Анаит САГОЯН. Желтоглазые

— И поёт мне в землянке гармонь про улыбку твою и глаза… — сипло напел я себе под нос, скомкал залежавшуюся в рюкзаке квитанцию и выбросил её в маленький подвешенный мусорный ящичек. В такие обычно проталкивают бумажные стаканчики из-под кофе, и те потом торчат, потому что ящички им не впору.

Сев, я уставился в огромное окно. Водитель автобуса наскочил на ухаб, но не сбавил скорости. Снова ухаб. Скат. Вдавливаю подошву в мягкое тёплое дно под передним сиденьем: старая привычка искать тормоза. Чудак снова вынуждает меня до упора топить воображаемую педаль. Но вот серпантин сгладился, холмы распрямились, как под пáром утюга, и всё обошлось. Сменяю педали. Стёртое сцепление снова даёт о себе знать. Как много лет назад.

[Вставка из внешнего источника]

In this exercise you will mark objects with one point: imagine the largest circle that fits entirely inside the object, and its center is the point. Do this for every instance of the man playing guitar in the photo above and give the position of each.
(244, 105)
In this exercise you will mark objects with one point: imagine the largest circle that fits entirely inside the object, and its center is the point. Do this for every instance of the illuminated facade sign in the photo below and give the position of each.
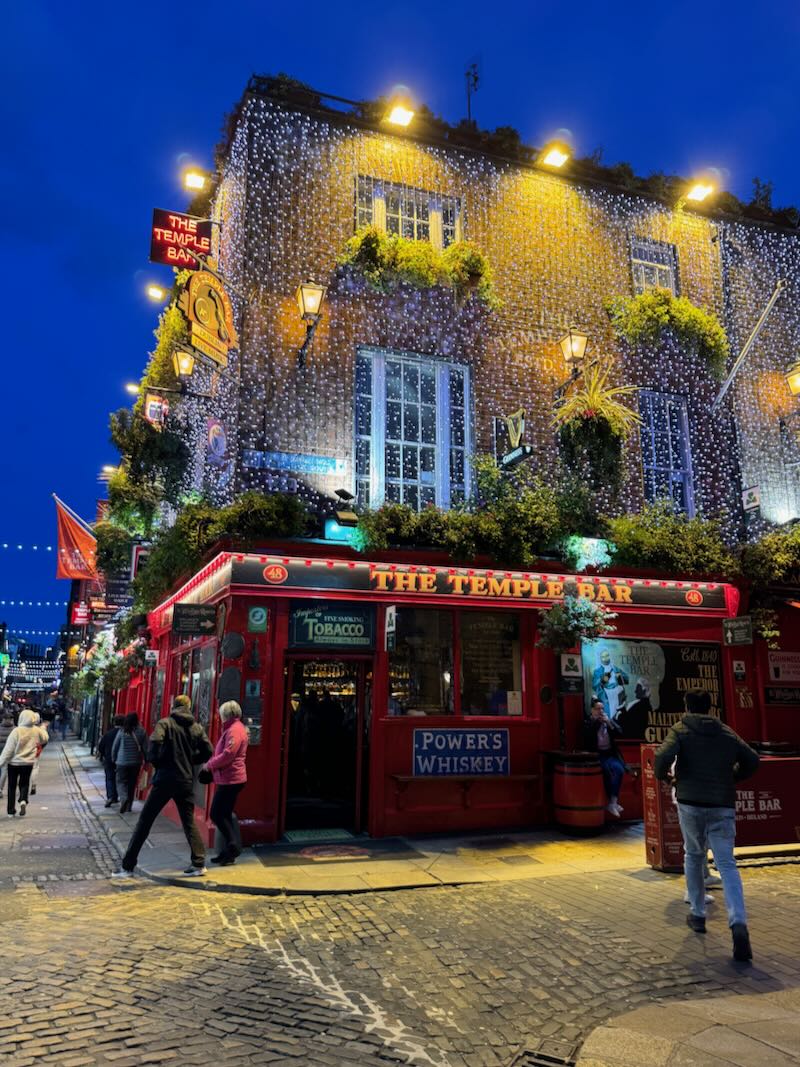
(175, 236)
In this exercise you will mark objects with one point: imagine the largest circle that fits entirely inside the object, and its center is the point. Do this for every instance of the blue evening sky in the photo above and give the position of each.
(99, 102)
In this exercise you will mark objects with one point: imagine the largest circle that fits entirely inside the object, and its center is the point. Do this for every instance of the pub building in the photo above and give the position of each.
(396, 693)
(401, 695)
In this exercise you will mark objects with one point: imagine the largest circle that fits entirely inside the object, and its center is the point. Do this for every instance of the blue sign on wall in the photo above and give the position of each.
(461, 752)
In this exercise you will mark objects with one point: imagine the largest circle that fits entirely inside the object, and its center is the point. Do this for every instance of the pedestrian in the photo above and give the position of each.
(600, 737)
(43, 726)
(5, 728)
(105, 749)
(709, 759)
(127, 754)
(229, 771)
(19, 755)
(177, 746)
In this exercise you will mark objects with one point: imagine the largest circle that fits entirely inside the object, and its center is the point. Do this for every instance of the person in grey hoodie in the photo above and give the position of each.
(127, 753)
(19, 754)
(709, 760)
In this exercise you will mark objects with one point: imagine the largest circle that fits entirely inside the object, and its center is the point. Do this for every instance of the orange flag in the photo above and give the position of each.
(77, 545)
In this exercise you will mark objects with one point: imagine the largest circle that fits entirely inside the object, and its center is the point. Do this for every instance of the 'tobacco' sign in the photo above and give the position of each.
(176, 236)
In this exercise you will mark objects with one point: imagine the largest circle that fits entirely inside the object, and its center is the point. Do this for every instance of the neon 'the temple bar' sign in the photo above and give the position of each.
(400, 580)
(175, 236)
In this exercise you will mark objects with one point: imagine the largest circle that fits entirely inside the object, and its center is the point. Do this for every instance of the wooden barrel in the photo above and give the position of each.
(578, 795)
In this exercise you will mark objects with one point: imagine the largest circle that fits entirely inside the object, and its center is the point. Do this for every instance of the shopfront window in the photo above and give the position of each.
(421, 664)
(491, 671)
(489, 658)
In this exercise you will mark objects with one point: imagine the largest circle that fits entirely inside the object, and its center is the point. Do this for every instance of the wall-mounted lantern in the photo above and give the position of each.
(310, 297)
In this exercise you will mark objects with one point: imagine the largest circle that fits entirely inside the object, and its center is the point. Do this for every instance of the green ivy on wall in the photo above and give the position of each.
(644, 318)
(386, 260)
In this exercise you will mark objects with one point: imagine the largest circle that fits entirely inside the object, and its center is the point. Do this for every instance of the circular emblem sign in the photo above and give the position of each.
(275, 573)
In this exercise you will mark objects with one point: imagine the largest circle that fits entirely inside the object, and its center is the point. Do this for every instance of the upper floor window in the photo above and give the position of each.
(654, 265)
(666, 452)
(406, 211)
(412, 418)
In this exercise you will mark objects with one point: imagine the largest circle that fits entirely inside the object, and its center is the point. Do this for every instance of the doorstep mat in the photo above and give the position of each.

За окном ровные, простирающиеся до горизонта поля придавило облаками. Радуюсь каждому новому признаку похолодания, как будто ими можно измерить, как далеко позади, на юге, оставлен Берлин с его захламлёнными улицами снаружи и белыми, вечно необжитыми стенами внутри.

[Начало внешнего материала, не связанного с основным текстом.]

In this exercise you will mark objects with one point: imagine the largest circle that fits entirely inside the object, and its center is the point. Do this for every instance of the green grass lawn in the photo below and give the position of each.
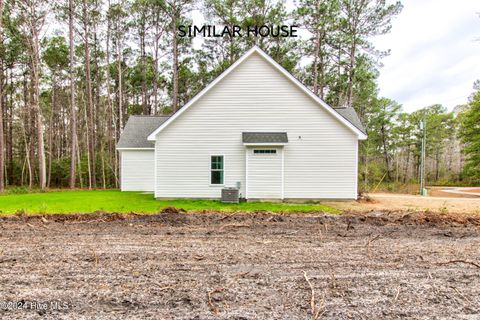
(116, 201)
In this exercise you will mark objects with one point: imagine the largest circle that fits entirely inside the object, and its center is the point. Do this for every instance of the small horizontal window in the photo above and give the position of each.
(265, 151)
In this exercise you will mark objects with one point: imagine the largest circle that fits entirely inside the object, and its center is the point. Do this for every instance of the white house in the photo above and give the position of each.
(256, 128)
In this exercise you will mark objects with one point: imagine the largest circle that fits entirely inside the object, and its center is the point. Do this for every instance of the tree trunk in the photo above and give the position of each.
(2, 147)
(90, 114)
(73, 111)
(50, 130)
(155, 69)
(385, 153)
(175, 58)
(315, 62)
(36, 104)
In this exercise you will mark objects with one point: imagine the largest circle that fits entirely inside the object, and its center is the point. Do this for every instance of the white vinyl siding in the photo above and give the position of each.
(320, 158)
(137, 170)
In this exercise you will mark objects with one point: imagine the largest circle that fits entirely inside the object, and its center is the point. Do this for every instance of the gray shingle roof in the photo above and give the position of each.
(351, 116)
(137, 129)
(264, 137)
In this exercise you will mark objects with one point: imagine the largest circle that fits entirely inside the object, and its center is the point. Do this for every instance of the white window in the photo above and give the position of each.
(216, 169)
(264, 151)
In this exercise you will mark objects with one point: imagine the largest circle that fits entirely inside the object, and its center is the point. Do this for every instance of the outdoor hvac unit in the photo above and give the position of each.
(230, 195)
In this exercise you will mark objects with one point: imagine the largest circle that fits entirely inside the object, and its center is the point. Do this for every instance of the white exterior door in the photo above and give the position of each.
(264, 173)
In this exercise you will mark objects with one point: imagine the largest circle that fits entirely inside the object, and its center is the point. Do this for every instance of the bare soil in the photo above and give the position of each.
(377, 265)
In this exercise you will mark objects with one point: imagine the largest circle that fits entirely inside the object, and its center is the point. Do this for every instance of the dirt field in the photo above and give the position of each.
(208, 266)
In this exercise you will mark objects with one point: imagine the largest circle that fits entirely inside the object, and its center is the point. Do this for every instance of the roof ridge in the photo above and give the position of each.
(148, 116)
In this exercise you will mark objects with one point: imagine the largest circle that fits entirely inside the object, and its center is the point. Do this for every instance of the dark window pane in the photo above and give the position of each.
(265, 151)
(217, 162)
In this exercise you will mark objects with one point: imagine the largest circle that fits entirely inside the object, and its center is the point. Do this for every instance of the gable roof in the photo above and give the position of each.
(361, 135)
(136, 131)
(264, 137)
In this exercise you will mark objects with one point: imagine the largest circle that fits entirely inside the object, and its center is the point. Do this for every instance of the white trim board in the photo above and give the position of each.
(255, 49)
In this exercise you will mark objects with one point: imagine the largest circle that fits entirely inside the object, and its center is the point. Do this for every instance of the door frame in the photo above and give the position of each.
(281, 148)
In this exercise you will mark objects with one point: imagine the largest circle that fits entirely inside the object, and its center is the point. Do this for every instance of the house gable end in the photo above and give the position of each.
(232, 69)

В Варнемюнде обдаёт холодом и пахнет влагой. Она оседает на лёгкие, и когда ты дышишь, то чувствуешь сопротивление. Вообще, остаётся ощущение, что здесь природа тебя отторгает. Или просто не замечает. Она очарована не тобой, обласкана кем-то другим. А ты ведь в неё влюблён. Это как взросление с приростом нового годичного кольца. «Всё приходит с опытом», — вдруг выдала память строчку из восточноевропейских уличных мотивов моего смазанного прошлого. Такие фразы обычно затираются быстрее, чем остывает кофе в стакане.

Но вот я уже вязну в дюнах. Сейчас засосёт, и я больше никогда не доберусь до моря. Метров десять, восемь. Створные маяки вытянулись у края и застыли в шаге от свинцовой воды, как на лету. Когда я стою здесь, у самого моря, кажется, что заканчивается что-то значительное, что-то очень знакомое и понятное. А там, за горизонтом сказочная Скандинавия, и Муми-тролль тревожно смотрит на небо, выискивая комету.

Прямо над моей головой плавно пролетела стая желтоглазых. То ли поприветствовали меня, то ли обругали. Хотя бы не пометили.

Кажется, отпустило. Сцепление вконец стёрлось, и я его не заменяю. Отпустило. Желтоглазые кричат, море накатывает на ботинки, водоросли врастают в береговой песок. Берлин остался далеко позади, а вместе с ним и бесконечные ветки метро. Поручни. Руки. Головы. Все молчат. И ты молчишь. Но не случается так, чтобы вас было двое, а молчание одно на двоих. С ними оно у каждого своё.

Выбираюсь к каналу. Рыбацкие лодки по узкой линии воды слегка качаются на волнах, как будто шлют приветы. По сторонам разложились лавки с местной рыбой, пожаренной на любой лад. Поначалу запах рыбы непривычно бьёт в нос, а потом куда-то исчезает, как терпимая доза радиации, которую невозможно ощутить, хоть она вокруг. Кажется, я сам стал рыбой. Вот сейчас свалюсь на брюхо, побьюсь о землю, и меня выбросит в канал. Отплыву подальше от рыбаков.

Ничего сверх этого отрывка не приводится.